The voice acting is strong across the board with the writing to support the talent of the voice actors. The ambient sounds are at times pleasant but forgettable but the sounds of the clickers lurking in dark rooms add to the suspense of the situations.
The Last of Us is one of the finest crafted singleplayer games I have ever played. Like Uncharted though, it doesn’t do much to innovate. Fortunately, what Naughty Dog aims for is tell a story and it works. They don’t spend much time in expedition because that can feel forced. They let the world tell them through the ruins, the bodies and the artifacts from the past. They don’t need to explain who every character you meet is; You just need to understand what their motivations. They also don’t feel the need to dwell on the climatic moments of a chapter and often times let the climax be the send off.
“Trust me, there’s never an easy way out.” -Joel
The main draw is the relationship between Joel and Ellie. Joel is a man who has faced more loss than he is willing to admit and Ellie is a young girl hoping for the day the world can return to what she imagined it was before the infection. Ellie is what sells the game. She’s a tough but does want to embrace the finer moments in life. You become strongly attached to her and whenever she is distraught you feel for her. Without her this adventure wouldn’t be worth it.
The is a game where the mechanics don’t feel like mechanics. Crafting, upgrading, stealth and shooting feel natural and it never crams it down your throat for too long. Puzzles are short and simple so you will never feel stuck or lost. There are several ways and encounter can be approached and it isn’t the typical stealth/action routes. Yes, that is how you it will inevitably end but most areas are so large you can approach it from numerous ways. There was a big deal on how the AI will behave differently whether or not you have ammo or held up at gunpoint and would play differently each time but never really paid off in a meaningful way.
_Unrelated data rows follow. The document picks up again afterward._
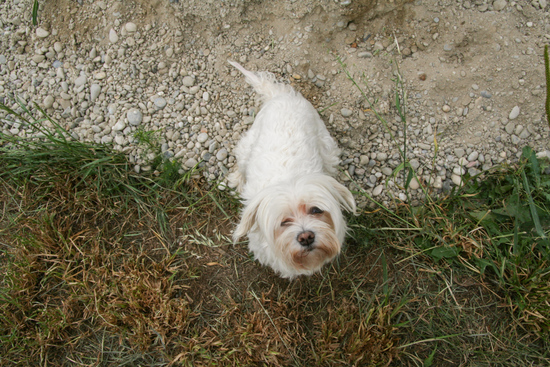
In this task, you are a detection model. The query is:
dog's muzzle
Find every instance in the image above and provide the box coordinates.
[296,231,315,247]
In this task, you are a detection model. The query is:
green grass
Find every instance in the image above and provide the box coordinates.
[0,71,550,366]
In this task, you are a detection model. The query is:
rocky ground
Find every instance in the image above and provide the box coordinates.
[0,0,550,210]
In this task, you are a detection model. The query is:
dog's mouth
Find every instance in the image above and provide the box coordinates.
[292,242,338,270]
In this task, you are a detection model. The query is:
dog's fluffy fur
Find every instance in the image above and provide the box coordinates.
[229,62,355,278]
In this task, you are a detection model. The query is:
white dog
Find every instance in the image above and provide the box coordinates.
[229,62,355,278]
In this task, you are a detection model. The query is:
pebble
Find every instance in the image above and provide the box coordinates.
[184,158,198,168]
[153,97,166,110]
[90,84,101,102]
[493,0,507,11]
[42,95,54,109]
[216,148,229,161]
[0,0,550,202]
[372,185,384,196]
[508,106,519,120]
[36,27,50,38]
[340,108,353,117]
[113,120,126,131]
[197,133,208,143]
[124,22,137,33]
[126,108,143,126]
[480,90,493,98]
[109,28,118,43]
[74,75,86,88]
[451,174,463,186]
[181,75,195,87]
[357,51,372,58]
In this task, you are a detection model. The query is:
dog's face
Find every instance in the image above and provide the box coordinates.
[234,174,355,278]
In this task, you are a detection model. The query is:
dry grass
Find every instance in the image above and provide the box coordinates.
[0,102,550,366]
[0,160,397,366]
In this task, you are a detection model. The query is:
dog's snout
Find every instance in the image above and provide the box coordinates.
[296,231,315,247]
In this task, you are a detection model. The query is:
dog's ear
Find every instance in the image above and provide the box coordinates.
[331,177,355,215]
[233,201,259,243]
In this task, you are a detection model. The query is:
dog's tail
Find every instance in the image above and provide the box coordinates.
[228,61,296,102]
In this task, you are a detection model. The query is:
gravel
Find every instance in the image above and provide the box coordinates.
[0,0,550,210]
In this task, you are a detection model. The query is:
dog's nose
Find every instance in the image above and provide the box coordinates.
[296,231,315,247]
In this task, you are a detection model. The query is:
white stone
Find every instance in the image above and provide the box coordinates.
[372,185,384,196]
[451,174,464,186]
[124,22,137,33]
[42,96,54,109]
[109,28,118,43]
[126,108,143,126]
[74,75,86,88]
[493,0,507,11]
[508,106,519,120]
[36,27,50,38]
[113,120,126,131]
[90,84,101,102]
[197,133,208,143]
[181,75,195,87]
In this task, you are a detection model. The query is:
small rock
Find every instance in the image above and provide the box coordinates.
[504,122,516,135]
[451,174,463,186]
[181,75,195,87]
[372,185,384,196]
[43,96,54,109]
[508,106,519,120]
[74,75,86,88]
[36,27,50,38]
[113,120,126,131]
[380,167,393,177]
[90,84,101,102]
[216,148,228,161]
[340,108,353,117]
[197,133,208,144]
[109,28,118,43]
[153,97,166,110]
[493,0,507,11]
[455,148,466,158]
[126,108,143,126]
[124,22,137,33]
[184,158,197,168]
[32,55,46,64]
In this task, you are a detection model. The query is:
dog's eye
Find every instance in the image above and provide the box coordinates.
[281,219,292,227]
[309,206,323,214]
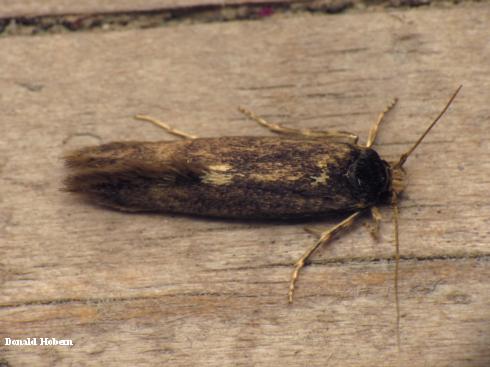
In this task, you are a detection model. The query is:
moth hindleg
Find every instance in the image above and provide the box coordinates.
[238,107,359,144]
[134,115,198,139]
[288,210,362,303]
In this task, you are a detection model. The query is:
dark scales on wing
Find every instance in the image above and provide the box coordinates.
[65,137,391,218]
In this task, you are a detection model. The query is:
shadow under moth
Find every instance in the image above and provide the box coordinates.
[65,86,462,345]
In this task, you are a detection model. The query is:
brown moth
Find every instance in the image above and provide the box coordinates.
[65,86,461,350]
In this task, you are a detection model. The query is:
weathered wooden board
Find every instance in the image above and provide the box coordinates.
[0,4,490,366]
[0,0,288,18]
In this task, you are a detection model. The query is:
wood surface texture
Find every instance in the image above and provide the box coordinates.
[0,0,290,18]
[0,3,490,367]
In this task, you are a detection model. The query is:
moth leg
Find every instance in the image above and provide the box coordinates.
[366,98,398,148]
[367,206,383,241]
[288,211,362,303]
[238,107,359,144]
[134,115,198,139]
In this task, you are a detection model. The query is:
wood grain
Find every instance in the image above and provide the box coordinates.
[0,4,490,366]
[0,0,291,18]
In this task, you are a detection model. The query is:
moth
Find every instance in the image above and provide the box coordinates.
[65,86,462,348]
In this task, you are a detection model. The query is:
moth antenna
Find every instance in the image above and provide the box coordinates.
[393,84,463,168]
[391,191,401,353]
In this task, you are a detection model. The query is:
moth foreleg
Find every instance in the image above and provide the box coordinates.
[367,206,383,241]
[288,211,362,303]
[238,107,359,144]
[134,115,198,139]
[366,98,398,148]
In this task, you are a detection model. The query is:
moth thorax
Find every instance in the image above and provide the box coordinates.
[391,165,407,194]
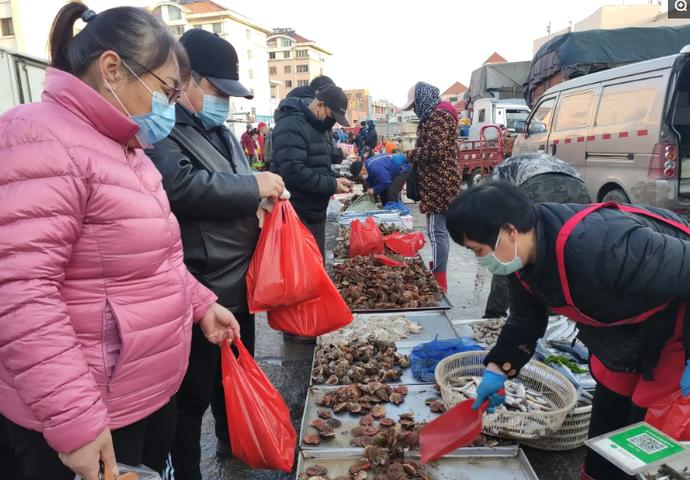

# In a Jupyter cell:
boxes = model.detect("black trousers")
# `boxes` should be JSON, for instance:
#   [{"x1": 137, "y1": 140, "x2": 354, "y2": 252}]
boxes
[
  {"x1": 585, "y1": 383, "x2": 647, "y2": 480},
  {"x1": 171, "y1": 313, "x2": 255, "y2": 480},
  {"x1": 0, "y1": 399, "x2": 177, "y2": 480},
  {"x1": 381, "y1": 168, "x2": 412, "y2": 206}
]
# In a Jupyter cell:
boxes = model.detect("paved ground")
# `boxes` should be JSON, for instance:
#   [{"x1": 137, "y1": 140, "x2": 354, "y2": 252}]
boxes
[{"x1": 202, "y1": 204, "x2": 584, "y2": 480}]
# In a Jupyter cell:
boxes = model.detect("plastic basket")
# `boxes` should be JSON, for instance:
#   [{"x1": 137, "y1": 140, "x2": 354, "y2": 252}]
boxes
[
  {"x1": 435, "y1": 351, "x2": 577, "y2": 440},
  {"x1": 522, "y1": 405, "x2": 592, "y2": 452}
]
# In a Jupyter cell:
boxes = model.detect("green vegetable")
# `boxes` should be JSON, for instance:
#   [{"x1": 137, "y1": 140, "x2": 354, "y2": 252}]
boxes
[{"x1": 544, "y1": 355, "x2": 589, "y2": 373}]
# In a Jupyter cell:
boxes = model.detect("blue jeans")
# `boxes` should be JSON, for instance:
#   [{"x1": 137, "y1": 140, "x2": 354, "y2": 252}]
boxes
[{"x1": 426, "y1": 213, "x2": 450, "y2": 272}]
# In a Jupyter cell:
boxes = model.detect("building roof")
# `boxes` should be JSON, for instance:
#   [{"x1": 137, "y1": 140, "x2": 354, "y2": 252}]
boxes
[
  {"x1": 484, "y1": 52, "x2": 508, "y2": 65},
  {"x1": 184, "y1": 1, "x2": 227, "y2": 13},
  {"x1": 441, "y1": 82, "x2": 467, "y2": 96}
]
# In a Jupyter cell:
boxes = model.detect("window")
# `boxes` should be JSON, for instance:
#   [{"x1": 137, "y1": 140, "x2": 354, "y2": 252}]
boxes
[
  {"x1": 528, "y1": 98, "x2": 556, "y2": 135},
  {"x1": 555, "y1": 90, "x2": 595, "y2": 132},
  {"x1": 168, "y1": 25, "x2": 184, "y2": 37},
  {"x1": 0, "y1": 17, "x2": 14, "y2": 37},
  {"x1": 168, "y1": 5, "x2": 182, "y2": 20},
  {"x1": 595, "y1": 80, "x2": 659, "y2": 127}
]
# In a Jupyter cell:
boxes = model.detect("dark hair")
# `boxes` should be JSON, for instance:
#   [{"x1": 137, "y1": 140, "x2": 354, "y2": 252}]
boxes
[
  {"x1": 50, "y1": 2, "x2": 186, "y2": 77},
  {"x1": 446, "y1": 181, "x2": 537, "y2": 246},
  {"x1": 309, "y1": 75, "x2": 335, "y2": 92}
]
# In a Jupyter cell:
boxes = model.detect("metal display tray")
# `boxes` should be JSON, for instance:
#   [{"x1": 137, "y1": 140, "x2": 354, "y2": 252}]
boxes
[
  {"x1": 316, "y1": 310, "x2": 458, "y2": 348},
  {"x1": 297, "y1": 447, "x2": 539, "y2": 480},
  {"x1": 300, "y1": 382, "x2": 441, "y2": 451}
]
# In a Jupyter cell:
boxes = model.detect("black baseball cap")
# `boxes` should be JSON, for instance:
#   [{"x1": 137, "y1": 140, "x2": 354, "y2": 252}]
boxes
[
  {"x1": 316, "y1": 85, "x2": 350, "y2": 127},
  {"x1": 180, "y1": 28, "x2": 254, "y2": 100}
]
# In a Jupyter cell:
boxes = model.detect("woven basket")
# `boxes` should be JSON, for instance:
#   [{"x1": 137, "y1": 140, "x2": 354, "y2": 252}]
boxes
[
  {"x1": 521, "y1": 405, "x2": 592, "y2": 452},
  {"x1": 436, "y1": 351, "x2": 577, "y2": 440}
]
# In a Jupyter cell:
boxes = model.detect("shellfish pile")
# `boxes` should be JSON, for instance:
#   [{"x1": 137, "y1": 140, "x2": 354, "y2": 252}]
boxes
[
  {"x1": 447, "y1": 377, "x2": 557, "y2": 412},
  {"x1": 333, "y1": 256, "x2": 443, "y2": 310},
  {"x1": 319, "y1": 315, "x2": 422, "y2": 345},
  {"x1": 333, "y1": 223, "x2": 408, "y2": 258},
  {"x1": 311, "y1": 338, "x2": 410, "y2": 385},
  {"x1": 472, "y1": 318, "x2": 506, "y2": 346}
]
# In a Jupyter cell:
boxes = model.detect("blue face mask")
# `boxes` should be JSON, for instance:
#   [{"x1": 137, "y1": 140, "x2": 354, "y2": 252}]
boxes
[
  {"x1": 477, "y1": 234, "x2": 524, "y2": 276},
  {"x1": 197, "y1": 94, "x2": 230, "y2": 129},
  {"x1": 104, "y1": 61, "x2": 175, "y2": 147}
]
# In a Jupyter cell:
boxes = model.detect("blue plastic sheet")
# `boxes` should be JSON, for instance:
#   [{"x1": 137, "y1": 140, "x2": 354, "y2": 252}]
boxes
[{"x1": 410, "y1": 337, "x2": 485, "y2": 382}]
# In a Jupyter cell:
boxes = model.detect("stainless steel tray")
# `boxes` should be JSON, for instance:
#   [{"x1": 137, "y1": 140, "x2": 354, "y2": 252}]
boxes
[
  {"x1": 300, "y1": 382, "x2": 441, "y2": 450},
  {"x1": 297, "y1": 449, "x2": 539, "y2": 480},
  {"x1": 316, "y1": 310, "x2": 458, "y2": 348}
]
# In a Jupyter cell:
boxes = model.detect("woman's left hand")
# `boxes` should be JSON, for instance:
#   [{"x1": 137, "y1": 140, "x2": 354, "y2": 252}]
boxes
[
  {"x1": 199, "y1": 303, "x2": 240, "y2": 345},
  {"x1": 680, "y1": 360, "x2": 690, "y2": 397}
]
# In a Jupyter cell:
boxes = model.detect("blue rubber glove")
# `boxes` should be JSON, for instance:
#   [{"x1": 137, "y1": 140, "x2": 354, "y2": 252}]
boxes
[
  {"x1": 472, "y1": 370, "x2": 506, "y2": 413},
  {"x1": 680, "y1": 360, "x2": 690, "y2": 397}
]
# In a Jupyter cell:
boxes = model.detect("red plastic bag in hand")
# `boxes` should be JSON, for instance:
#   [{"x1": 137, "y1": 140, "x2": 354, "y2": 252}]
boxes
[
  {"x1": 268, "y1": 269, "x2": 352, "y2": 337},
  {"x1": 383, "y1": 232, "x2": 426, "y2": 257},
  {"x1": 221, "y1": 340, "x2": 297, "y2": 472},
  {"x1": 350, "y1": 217, "x2": 383, "y2": 258},
  {"x1": 247, "y1": 200, "x2": 323, "y2": 313},
  {"x1": 644, "y1": 391, "x2": 690, "y2": 441}
]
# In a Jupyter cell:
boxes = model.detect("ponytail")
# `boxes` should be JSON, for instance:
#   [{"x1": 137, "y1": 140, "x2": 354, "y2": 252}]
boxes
[{"x1": 50, "y1": 2, "x2": 88, "y2": 73}]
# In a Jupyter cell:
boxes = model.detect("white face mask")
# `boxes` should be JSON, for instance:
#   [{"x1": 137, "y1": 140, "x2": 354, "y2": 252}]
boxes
[{"x1": 477, "y1": 232, "x2": 524, "y2": 276}]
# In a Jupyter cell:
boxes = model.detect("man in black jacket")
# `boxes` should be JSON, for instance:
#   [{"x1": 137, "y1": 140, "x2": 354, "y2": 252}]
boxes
[
  {"x1": 286, "y1": 75, "x2": 345, "y2": 165},
  {"x1": 447, "y1": 182, "x2": 690, "y2": 480},
  {"x1": 147, "y1": 29, "x2": 284, "y2": 480},
  {"x1": 271, "y1": 85, "x2": 352, "y2": 258}
]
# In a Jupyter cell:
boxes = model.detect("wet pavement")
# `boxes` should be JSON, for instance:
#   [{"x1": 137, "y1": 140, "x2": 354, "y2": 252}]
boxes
[{"x1": 201, "y1": 207, "x2": 584, "y2": 480}]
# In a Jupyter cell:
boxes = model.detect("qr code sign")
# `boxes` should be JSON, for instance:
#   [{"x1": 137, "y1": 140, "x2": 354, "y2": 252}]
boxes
[{"x1": 628, "y1": 433, "x2": 667, "y2": 455}]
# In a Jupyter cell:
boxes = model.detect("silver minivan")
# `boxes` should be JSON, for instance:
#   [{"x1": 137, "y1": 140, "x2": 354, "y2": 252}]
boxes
[{"x1": 513, "y1": 46, "x2": 690, "y2": 214}]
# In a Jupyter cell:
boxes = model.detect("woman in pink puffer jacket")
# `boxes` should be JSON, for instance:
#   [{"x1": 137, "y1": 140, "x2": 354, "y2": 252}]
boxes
[{"x1": 0, "y1": 3, "x2": 239, "y2": 480}]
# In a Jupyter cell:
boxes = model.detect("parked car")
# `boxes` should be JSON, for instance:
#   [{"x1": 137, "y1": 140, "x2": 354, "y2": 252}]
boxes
[{"x1": 513, "y1": 45, "x2": 690, "y2": 214}]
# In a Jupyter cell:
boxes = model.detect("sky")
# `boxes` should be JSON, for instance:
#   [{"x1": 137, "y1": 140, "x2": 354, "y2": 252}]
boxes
[{"x1": 98, "y1": 0, "x2": 666, "y2": 105}]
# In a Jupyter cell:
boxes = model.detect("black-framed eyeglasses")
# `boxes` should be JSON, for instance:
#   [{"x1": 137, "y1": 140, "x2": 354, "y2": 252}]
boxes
[{"x1": 120, "y1": 57, "x2": 182, "y2": 104}]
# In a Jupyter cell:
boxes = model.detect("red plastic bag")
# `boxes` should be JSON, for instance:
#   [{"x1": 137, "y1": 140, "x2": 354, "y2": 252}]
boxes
[
  {"x1": 644, "y1": 391, "x2": 690, "y2": 441},
  {"x1": 246, "y1": 200, "x2": 323, "y2": 313},
  {"x1": 383, "y1": 232, "x2": 426, "y2": 257},
  {"x1": 350, "y1": 217, "x2": 383, "y2": 258},
  {"x1": 268, "y1": 269, "x2": 352, "y2": 337},
  {"x1": 221, "y1": 340, "x2": 297, "y2": 472}
]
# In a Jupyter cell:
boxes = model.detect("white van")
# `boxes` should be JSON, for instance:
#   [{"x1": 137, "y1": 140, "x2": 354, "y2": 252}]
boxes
[{"x1": 513, "y1": 46, "x2": 690, "y2": 214}]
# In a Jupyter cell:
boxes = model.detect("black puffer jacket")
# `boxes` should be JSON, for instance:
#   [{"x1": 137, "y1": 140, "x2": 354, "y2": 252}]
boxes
[
  {"x1": 271, "y1": 97, "x2": 336, "y2": 223},
  {"x1": 486, "y1": 203, "x2": 690, "y2": 378},
  {"x1": 146, "y1": 104, "x2": 259, "y2": 313}
]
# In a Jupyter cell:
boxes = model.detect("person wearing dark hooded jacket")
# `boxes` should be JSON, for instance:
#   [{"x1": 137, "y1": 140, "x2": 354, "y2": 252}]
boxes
[
  {"x1": 271, "y1": 85, "x2": 352, "y2": 258},
  {"x1": 403, "y1": 82, "x2": 461, "y2": 291},
  {"x1": 447, "y1": 181, "x2": 690, "y2": 480},
  {"x1": 278, "y1": 75, "x2": 345, "y2": 165}
]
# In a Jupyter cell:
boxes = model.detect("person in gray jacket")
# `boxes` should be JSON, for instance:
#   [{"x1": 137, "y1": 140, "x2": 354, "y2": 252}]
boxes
[{"x1": 147, "y1": 29, "x2": 284, "y2": 480}]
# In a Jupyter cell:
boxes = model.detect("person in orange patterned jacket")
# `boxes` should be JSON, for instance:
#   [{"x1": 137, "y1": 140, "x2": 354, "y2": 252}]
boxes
[{"x1": 403, "y1": 82, "x2": 461, "y2": 291}]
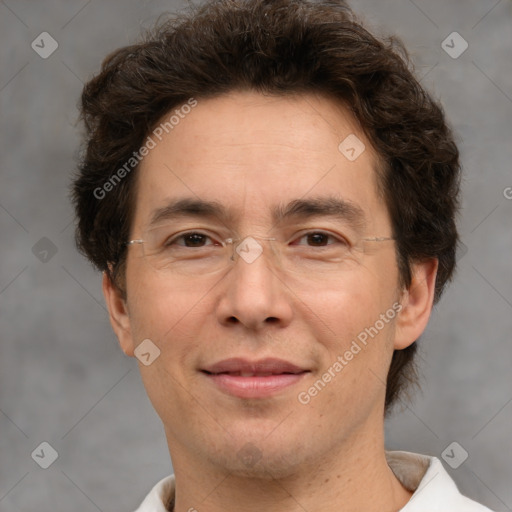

The AI makes it feel natural that they wander by your hiding spots which could
Multiplayer is not fun. Correction, multiplayer is not fun when your losing. It’s designed to encourage teamwork and patience but once a team gains momentum it becomes an uphill battle that I have been on the other end of too many times. A single player against a group of enemies is a losing battle. Even if you down an opponent they can be revived by the group and unless you have a bomb or Molotov then don’t expect to win that fight. Also, you have to play several matches to earn enough supplies to earn the stronger weapons which players on early weeks will not have. The design of the multiplayer requires at least decent level of performance or your clan could suffer severely. This combined with the matchmaking that consistently groups players in much later weeks together makes what could have been a fairly unique stealth/shooter multiplayer mode feel like a frustrating waste of time.
The Last of Us is something special and is what more post-apocalyptic games should aspire. The level of the writing makes you feel for the characters and the set pieces are some of the most extreme examples of non-gratuitous violence in games. Naughty Dog deserves the praise it gets because they create experiences that should blend in the ocean of generic but shines like few others. Do not let this game pass you by.